C9-Audio-Based-Interaction-Recognition

Challenge

To participate and submit to this challenge, register at the EPIC-SOUNDS Audio-Based Interaction Recognition Codalab Challenge. The labelled train/val annoations, along with the recognition test set timestamps are available on the EPIC-Sounds annotations repo. The baseline models can also be found here, where the inference script src/tools/test_net.py can be used as a template to correctly format models scores for the create_submission.py and evaluate.py scripts.

This repo is a modified version of the existing Action Recognition Challenge.
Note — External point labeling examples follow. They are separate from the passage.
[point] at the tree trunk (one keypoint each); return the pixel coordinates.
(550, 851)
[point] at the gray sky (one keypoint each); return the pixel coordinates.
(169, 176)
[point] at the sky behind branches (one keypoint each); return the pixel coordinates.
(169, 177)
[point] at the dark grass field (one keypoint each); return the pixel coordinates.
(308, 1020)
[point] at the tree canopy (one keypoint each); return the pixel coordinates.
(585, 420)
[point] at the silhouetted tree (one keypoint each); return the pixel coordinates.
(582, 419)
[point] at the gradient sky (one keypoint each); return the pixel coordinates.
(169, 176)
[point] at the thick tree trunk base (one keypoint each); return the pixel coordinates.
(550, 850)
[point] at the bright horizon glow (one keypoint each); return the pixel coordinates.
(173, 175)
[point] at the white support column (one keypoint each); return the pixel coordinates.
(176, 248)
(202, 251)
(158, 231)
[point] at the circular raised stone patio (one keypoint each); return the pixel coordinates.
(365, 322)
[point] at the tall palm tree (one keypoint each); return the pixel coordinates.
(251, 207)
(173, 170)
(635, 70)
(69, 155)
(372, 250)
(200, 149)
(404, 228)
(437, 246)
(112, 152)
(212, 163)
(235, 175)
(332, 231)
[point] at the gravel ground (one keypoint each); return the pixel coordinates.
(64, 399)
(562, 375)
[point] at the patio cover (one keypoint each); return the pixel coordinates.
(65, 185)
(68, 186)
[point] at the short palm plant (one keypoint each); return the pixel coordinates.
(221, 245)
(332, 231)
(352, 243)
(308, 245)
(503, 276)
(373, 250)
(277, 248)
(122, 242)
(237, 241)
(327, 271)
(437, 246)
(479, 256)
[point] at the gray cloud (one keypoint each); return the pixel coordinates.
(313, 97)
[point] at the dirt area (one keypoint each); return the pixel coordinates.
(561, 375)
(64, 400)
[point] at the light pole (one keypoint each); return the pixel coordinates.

NOTE: For this version of the challenge (version "0.1"), the class "background" (class_id=13) has been redacted from the test set. The argument --redact_background is supported in evaluate.py to remove background labels from your validation set evaluation.

Result data formats

We support two formats for model results.

  • List format:
[
    {
        'interaction_output': Iterable of float, shape [44],
        'annotation_id': str, e.g. 'P01_101_1'
    }, ... # repeated for all segments in the val/test set.
]
  • Dict format:

{
    'interaction_output': np.ndarray of float32, shape [N, 44],
    'annotation_id': np.ndarray of str, shape [N,]
}

Either of these formats can saved via torch.save with .pt or .pyth suffix or with pickle.dump with a .pkl suffix.

Note that either of these layouts can be stored in a .pkl/.pt file--the dict format doesn't necessarily have to be in a .pkl.

Evaluating model results

We provide an evaluation script to compute the metrics we report in the paper on the validation set. You will also need to clone the annotations repo.